O anda kurtarıcı telefon çaldı. “Alo?.. Ya bizim radyo kaçtı?”

91.0 Radyo Alaturka.

Sen taze taze Impreza’na EVC takıp 1.2 bar basınca kadar turboyu daya, ol 270 beygir kadar, çık sokağa M3, Porsche ne çıkarsa avla, bana alaturka çalan radyoyu sor. Peh, dedim. Çançançan bu konuları irdelerken zaten Ayazpaşa’ya gelmişiz. Atladım hemen arkadaşın evine daldım. Derin bir soluk. Taksim’in dibindeyim ama kalabalıkta değilim. Oh be!

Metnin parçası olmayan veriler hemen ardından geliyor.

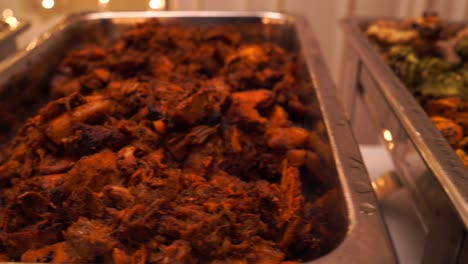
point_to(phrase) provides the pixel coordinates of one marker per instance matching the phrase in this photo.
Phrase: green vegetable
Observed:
(448, 84)
(404, 62)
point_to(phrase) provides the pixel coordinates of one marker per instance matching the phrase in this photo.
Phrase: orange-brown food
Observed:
(172, 145)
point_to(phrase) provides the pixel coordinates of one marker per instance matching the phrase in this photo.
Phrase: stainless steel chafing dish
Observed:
(365, 236)
(425, 162)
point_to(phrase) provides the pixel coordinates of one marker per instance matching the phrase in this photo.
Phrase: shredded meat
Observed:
(171, 145)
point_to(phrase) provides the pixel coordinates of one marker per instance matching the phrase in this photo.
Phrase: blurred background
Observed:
(323, 17)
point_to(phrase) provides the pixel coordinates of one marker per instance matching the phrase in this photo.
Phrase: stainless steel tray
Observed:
(8, 34)
(425, 162)
(365, 236)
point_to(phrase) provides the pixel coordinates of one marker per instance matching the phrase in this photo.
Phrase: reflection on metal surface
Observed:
(367, 208)
(7, 13)
(31, 45)
(387, 135)
(386, 184)
(12, 21)
(48, 4)
(157, 4)
(366, 241)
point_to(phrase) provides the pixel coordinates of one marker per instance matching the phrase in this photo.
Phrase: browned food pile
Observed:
(171, 145)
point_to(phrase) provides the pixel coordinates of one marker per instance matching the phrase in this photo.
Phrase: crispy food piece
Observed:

Gece yeni yapılan Halaskargazi Caddesi’nden Nişantaşı’ndaki sokak festivaline gidiyorum. Saat 02:27. Elmadağ’da bri bakıyorum benim veletler. Parmaklarını garip şekillere sokarak bana selam veriyorlar. “Rispekt abi!” Ynaımda kızlar falan var ya! Göz kırpıp geçiyorum. Ama o anda… Olamaz, sabah eve döneceğim ve yan odada beni bekleyen bunlara benzer model bir herif daha var!